Gli amanti degli sport acquatici hanno un’ampia gamma di possibilità tra cui scegliere. Il rafting, per esempio, praticando il quale si smuovono adrenalina, spirito di squadra e rapporto con la natura. Non un semplice sport, ma un’esperienza a tutto tondo che consente di percepire contemporaneamente sé stessi, l’altro e il fiume, diventando tutt’uno. Punto di riferimento per questa attività outdoor è la Val di Sole con il suo fiume (il Noce), citato dal National Geographic come uno dei migliori al mondo per le discese fluviali a bordo dei raft, speciali gommoni che le squadre da quattro/sei persone devono portare a destinazione con coraggio e attenzione. Si tratta di una disciplina che non richiede alcuna competenza in particolare, a esclusione del nuoto. È comunque bene esercitarla al seguito di una guida esperta, che prima della partenza spiegherà ai partecipanti cosa fare e non fare durante la traversata. Il fiume Noce dona 28 bellissimi chilometri navigabili, tra rapide e tratti più tranquilli che consentono, nel frattempo, di ammirare boschi e vette, garantendo emozioni autentiche grazie all’alternanza di un’attività ad alto tasso di energia e gioia e quieta bellezza paesaggistica.
Non per niente il rafting viene considerato terapeutico, tanto da essere utilizzato per cementare lo spirito di squadra tra familiari e amici, ma anche tra colleghi, uniti da un obiettivo comune al di fuori dell’ambiente lavorativo e delle classiche dinamiche aziendali. I centri rafting del Trentino mettono a disposizione il necessario equipaggiamento: tute in neoprene, giubbotto salvagente, pagaia e casco protettivo; è altresì necessario che i partecipanti arrivino con un abbigliamento sportivo, costume incluso. Il fiume Noce è percorribile anche in canoa e kayak, ma per avere un contatto ancora più ravvicinato con la forza dell’acqua l’ideale è l’hydrospeed, che prende il nome dal bob fluviale con cui affrontare l’acquatico avversario.

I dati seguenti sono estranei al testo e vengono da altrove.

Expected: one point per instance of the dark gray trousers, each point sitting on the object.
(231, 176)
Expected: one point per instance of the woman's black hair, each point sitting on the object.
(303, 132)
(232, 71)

Un altro modo per godersi l’estate trentina è il wakeboard, sport che nasce dalla fusione tra sci acquatico e snowboard. Come il rafting, è uno sport adrenalinico ma fattibile anche per coloro che sono alle prime armi. Nella Regione esistono due impianti, situati tra il lago di Ledro e il lago di Terlago. Qui si viene trainati non dal classico motoscafo, ma da un cable wakeboard, ossia una fune simile a uno skilift. Velocità, equilibrio e leggerezza: il wakeboard permette di divertirsi e volare letteralmente sull’acqua.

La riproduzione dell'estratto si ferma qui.